I understand that we need to live for today. Much more eloquent people than I (and Mrs. Stafford) have said that better. But there is a major fault in only living for today. In always living thinking you’re going to loose everything at any moment. You can grasp the thing so hard you crush it. Mrs. Stafford, I think, was heading in the right direction in her thinking, but came to all the wrong conclusions and sticking points. We need priorities. We need to live intentionally. Mrs. Stafford is all hung up in the nit-picky little details of it all and is still stuck in the web not seeing the big picture. Rachel Stafford needed to be present in her life, but she also needs direction. You can be busy without ever really doing anything.
You don’t get bonus points for doing what is needed when your kids are sick, hands-free or not. We all have to stay up all night with a sick kid sometimes. That is no indication of being on the “correct” path or journey.
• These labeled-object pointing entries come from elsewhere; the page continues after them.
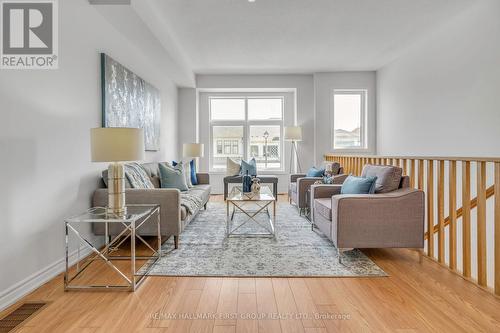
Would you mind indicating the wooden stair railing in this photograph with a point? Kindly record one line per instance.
(490, 191)
(428, 173)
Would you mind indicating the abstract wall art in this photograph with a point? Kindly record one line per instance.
(129, 101)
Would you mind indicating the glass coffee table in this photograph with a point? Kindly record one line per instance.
(255, 210)
(136, 217)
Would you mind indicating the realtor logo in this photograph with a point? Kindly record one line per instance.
(29, 34)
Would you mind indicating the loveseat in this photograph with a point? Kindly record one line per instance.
(301, 183)
(393, 217)
(174, 217)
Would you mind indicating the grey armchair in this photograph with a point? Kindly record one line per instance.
(393, 217)
(300, 184)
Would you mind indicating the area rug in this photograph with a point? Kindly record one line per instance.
(297, 251)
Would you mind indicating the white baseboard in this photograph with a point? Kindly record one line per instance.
(24, 287)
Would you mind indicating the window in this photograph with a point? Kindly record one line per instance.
(246, 127)
(349, 114)
(226, 138)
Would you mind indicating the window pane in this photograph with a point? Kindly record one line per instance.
(227, 109)
(348, 109)
(265, 108)
(265, 146)
(228, 142)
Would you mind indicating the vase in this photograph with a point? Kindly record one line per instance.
(247, 183)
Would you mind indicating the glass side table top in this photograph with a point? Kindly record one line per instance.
(99, 214)
(237, 194)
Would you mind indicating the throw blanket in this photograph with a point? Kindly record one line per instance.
(137, 176)
(191, 201)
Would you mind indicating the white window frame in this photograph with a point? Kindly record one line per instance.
(246, 124)
(363, 119)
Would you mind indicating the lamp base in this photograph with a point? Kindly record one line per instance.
(116, 190)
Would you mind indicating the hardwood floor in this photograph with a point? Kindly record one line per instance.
(416, 297)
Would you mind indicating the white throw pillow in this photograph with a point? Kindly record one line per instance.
(232, 167)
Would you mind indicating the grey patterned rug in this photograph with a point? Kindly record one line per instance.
(297, 250)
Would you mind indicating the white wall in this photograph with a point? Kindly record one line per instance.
(313, 109)
(46, 116)
(324, 84)
(442, 97)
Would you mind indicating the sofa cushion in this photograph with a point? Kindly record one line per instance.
(333, 167)
(358, 185)
(388, 177)
(323, 206)
(183, 213)
(313, 172)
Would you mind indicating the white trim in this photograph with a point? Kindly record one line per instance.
(12, 294)
(364, 125)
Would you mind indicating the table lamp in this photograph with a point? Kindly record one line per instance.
(293, 134)
(116, 145)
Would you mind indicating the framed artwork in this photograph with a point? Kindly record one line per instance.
(129, 101)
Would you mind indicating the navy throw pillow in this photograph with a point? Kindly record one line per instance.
(313, 172)
(250, 166)
(358, 185)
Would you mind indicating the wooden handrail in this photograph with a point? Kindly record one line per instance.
(490, 191)
(427, 173)
(433, 158)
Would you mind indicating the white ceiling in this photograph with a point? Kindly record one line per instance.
(297, 36)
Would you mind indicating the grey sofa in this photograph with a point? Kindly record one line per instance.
(264, 179)
(173, 217)
(393, 217)
(300, 184)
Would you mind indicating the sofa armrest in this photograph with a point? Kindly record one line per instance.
(324, 190)
(294, 177)
(167, 198)
(203, 178)
(394, 219)
(303, 184)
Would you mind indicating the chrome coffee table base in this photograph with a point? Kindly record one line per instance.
(131, 223)
(251, 206)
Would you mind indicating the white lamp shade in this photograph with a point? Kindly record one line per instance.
(293, 133)
(193, 150)
(116, 144)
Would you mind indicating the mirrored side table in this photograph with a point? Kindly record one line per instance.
(136, 217)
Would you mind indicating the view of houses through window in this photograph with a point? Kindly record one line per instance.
(349, 113)
(244, 128)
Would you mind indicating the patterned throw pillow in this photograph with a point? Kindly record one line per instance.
(250, 166)
(313, 172)
(358, 185)
(232, 167)
(172, 177)
(137, 176)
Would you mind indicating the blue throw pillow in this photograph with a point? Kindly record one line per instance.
(251, 166)
(192, 167)
(172, 178)
(313, 172)
(358, 185)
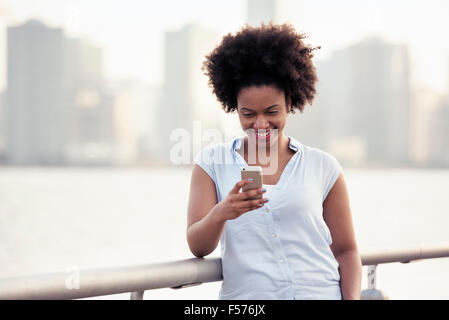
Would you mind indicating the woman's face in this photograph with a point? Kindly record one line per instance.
(262, 112)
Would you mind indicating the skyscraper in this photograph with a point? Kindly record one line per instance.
(36, 112)
(259, 11)
(91, 130)
(186, 96)
(367, 89)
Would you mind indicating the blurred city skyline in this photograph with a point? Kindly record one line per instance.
(419, 24)
(382, 93)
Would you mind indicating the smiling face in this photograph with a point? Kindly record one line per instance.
(262, 109)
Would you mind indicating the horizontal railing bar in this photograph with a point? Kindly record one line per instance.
(107, 281)
(176, 274)
(405, 255)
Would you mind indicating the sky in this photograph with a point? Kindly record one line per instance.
(132, 31)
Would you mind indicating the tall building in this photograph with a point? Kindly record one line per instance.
(186, 97)
(2, 125)
(259, 11)
(366, 89)
(36, 112)
(91, 129)
(438, 135)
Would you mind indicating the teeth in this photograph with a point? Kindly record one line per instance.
(262, 134)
I wouldn’t recommend this book to anyone. I would hardly call the author an expert on what she’s written. She wrote a book based on her popular blog and stuck and cute Pinterest worthy cover on it and now you buy it and she gets money. That is about all there is to this story. The book makes several contradictory points, mostly because, I assume, Mrs. Stafford’s head is full of these same contradictions. This is a book of someone who has been through this trial of being overly distracted. This is a book about someone who is still sorting this out, and missing much in the process.